仙境なんてこの世界にはもうないのかもしれない。こうして流浪の旅をしてでもわたしたちは生きて命を繋いでいく。わたしはひとりじゃない。シルヴィオがそばにいてくれて、リネーもいてくれる。欲を言えばリネーに弟か妹ができたらいいかな。
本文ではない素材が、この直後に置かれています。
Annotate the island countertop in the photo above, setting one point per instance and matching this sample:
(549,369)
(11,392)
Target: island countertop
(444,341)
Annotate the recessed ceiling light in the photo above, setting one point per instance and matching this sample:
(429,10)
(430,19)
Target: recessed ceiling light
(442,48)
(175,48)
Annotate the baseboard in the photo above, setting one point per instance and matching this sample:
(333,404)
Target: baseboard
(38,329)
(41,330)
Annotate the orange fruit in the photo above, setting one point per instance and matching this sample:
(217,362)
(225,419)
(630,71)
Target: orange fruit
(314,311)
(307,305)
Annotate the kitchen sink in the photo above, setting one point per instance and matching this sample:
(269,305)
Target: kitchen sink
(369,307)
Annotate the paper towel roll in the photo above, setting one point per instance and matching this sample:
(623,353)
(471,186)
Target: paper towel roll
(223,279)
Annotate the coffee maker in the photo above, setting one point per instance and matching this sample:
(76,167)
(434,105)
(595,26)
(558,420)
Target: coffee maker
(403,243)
「さて、牧場をまわって、羊たちの健康診断をさせてもらいに行こうか」
診察室に『往診中』という札をかけ、ライラとシルヴィオは顔見知りの牧場に向かった。
住めば都だが、ここにもあと何年いられるかな。
リネーが成長して本人がどう生きたいかはまだわからないけど、それも数年後かな。
流浪の旅もそう辛くはないと思う。
わたしはひとりじゃない。シルヴィオがそばにいてくれるから。
数年後──リンショウ王国の首都シウホにいるハインツのもとに、一通の手紙が届く。
親愛なるハインツへ
色々便宜を図ってくれてありがとう。おかげで自由でいられる。
僕とライラは、仙境に匹敵する場所を探すよ。離れていても君との友情は変わらないと信じてる。
僕たちは会おうと思えばいつでも会える。
さよならとは書かない。じゃ、また──。
シルヴィオ
宰相となったハインツは、目を細めて微笑んだ。これでよかったんだと思う。水晶竜はこの国の守護竜であっても、繋がれた精霊獣ではない。
ハインツは執務室の窓から大空を見上げた。